In the past, there have been used an optical coherent tomography (OCT) apparatus (see, for example, Japanese Unexamined Patent Publication No. 2005-196080) and an optical frequency domain imaging (OFDI) apparatus utilizing wavelength sweep, which is an improved type of apparatus for a diagnosis of arteriosclerosis, for a diagnosis before operation at the time of treatment inside a blood vessel depending on a high functional catheter such as a balloon catheter, a stent and the like or to confirm the result after an operation (hereinafter, in the present specification, the optical coherent tomography (OCT) apparatus and the optical frequency domain imaging (OFDI) apparatus utilizing wavelength sweep will be generically referred to as “optical imaging diagnostic apparatus”).
In the optical imaging diagnostic apparatus, an optical probe unit inserted with an imaging core which is attached with an optical lens and an optical mirror (transmission and receiving unit) at a distal end of an optical fiber is inserted into a blood vessel, and a radial scan in a blood vessel is carried out by emitting a measurement light into the blood vessel from the transmitting and receiving unit at the distal end while rotating the imaging core and concurrently, by receiving a reflected light from a biological tissue. Then, an interference signal is generated by making the light-received reflected light and a reference light interfere with each other, and a cross-sectional image of the blood vessel is visualized based on the generated interference signal.
Here, for the radial scan of the imaging core, a motor drive apparatus referred to as a scanner & pull-back unit is generally utilized. The scanner & pull-back unit is constituted by a scanner unit and a pull-back unit, the scanner unit is mounted further with an optical probe unit detachably, and also, there are provided a rotation unit for rotating the imaging core inserted in the mounted optical probe unit and a fixation unit which repeats transmission of the measurement light and reception of the reflected light with respect to the rotating imaging core.
Then, the transmission and reception of the measurement light and the reflected light between the rotation unit and the fixation unit is usually carried out through collimator lenses respectively provided in the rotation unit and the fixation unit. Specifically, the measurement light emanated from the collimator lens provided in the fixation unit is light-received by the collimator lens provided in the rotation unit and the reflected light emanated from the collimator lens provided in the rotation unit is light-received by the collimator lens provided in the fixation unit.

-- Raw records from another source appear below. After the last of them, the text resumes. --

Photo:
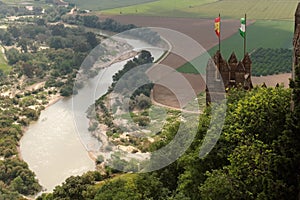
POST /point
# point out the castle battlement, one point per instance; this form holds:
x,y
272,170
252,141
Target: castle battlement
x,y
222,75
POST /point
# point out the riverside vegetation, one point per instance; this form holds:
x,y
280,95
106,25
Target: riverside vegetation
x,y
43,52
256,157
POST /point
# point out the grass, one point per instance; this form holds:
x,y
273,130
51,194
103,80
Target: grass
x,y
106,4
40,3
174,8
263,33
3,63
256,9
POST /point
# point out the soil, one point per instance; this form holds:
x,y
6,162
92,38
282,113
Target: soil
x,y
201,31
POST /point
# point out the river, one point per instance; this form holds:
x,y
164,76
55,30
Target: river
x,y
52,146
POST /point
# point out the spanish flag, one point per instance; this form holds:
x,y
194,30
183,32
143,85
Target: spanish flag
x,y
217,26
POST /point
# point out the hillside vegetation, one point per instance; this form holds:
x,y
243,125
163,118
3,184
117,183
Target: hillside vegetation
x,y
256,157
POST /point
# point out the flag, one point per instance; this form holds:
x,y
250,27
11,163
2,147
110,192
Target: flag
x,y
243,27
217,26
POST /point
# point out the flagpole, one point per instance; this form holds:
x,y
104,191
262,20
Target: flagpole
x,y
245,35
220,34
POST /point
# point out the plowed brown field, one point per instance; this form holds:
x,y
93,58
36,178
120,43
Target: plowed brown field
x,y
201,31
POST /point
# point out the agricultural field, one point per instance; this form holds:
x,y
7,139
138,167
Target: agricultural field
x,y
256,9
106,4
171,8
262,33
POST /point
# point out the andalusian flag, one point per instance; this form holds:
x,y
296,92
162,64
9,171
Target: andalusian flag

Consequently, in order that an optical imaging apparatus for diagnosis visualizes a cross-sectional image of high image quality, it is important to suppress loss of the measurement light and the reflected light (these are referred to collectively as an optical signal) as much as possible between the two collimator lenses and for that purpose, it becomes indispensable to adjust the optical axes of both the collimator lenses highly accurately (such that the optical axis center tolerance and the optical axis angle tolerance fall within a predetermined range).
However, in the case of a conventional scanner & pull-back unit, a collimator lens was fixed, by using an adhesive agent, to a hollow tubular member for fixing the collimator lens. Consequently, the optical axis of the collimator lens which was adjusted before the hardening of the adhesive agent sometimes deviated due to the hardening and shrinkage of the adhesive agent. Further, in the conventional scanner & pull-back unit, once the collimator lens was fixed to the tubular member in this manner, it was difficult to fine-adjust the optical axis center and the optical axis angle anew. Due to such a fact, in an optical imaging apparatus for diagnosis, there is a demand for provision of a scanner & pull-back unit (motor drive apparatus) capable of highly accurately adjusting the optical axis between the collimator lenses in the rotation unit and in the fixation unit.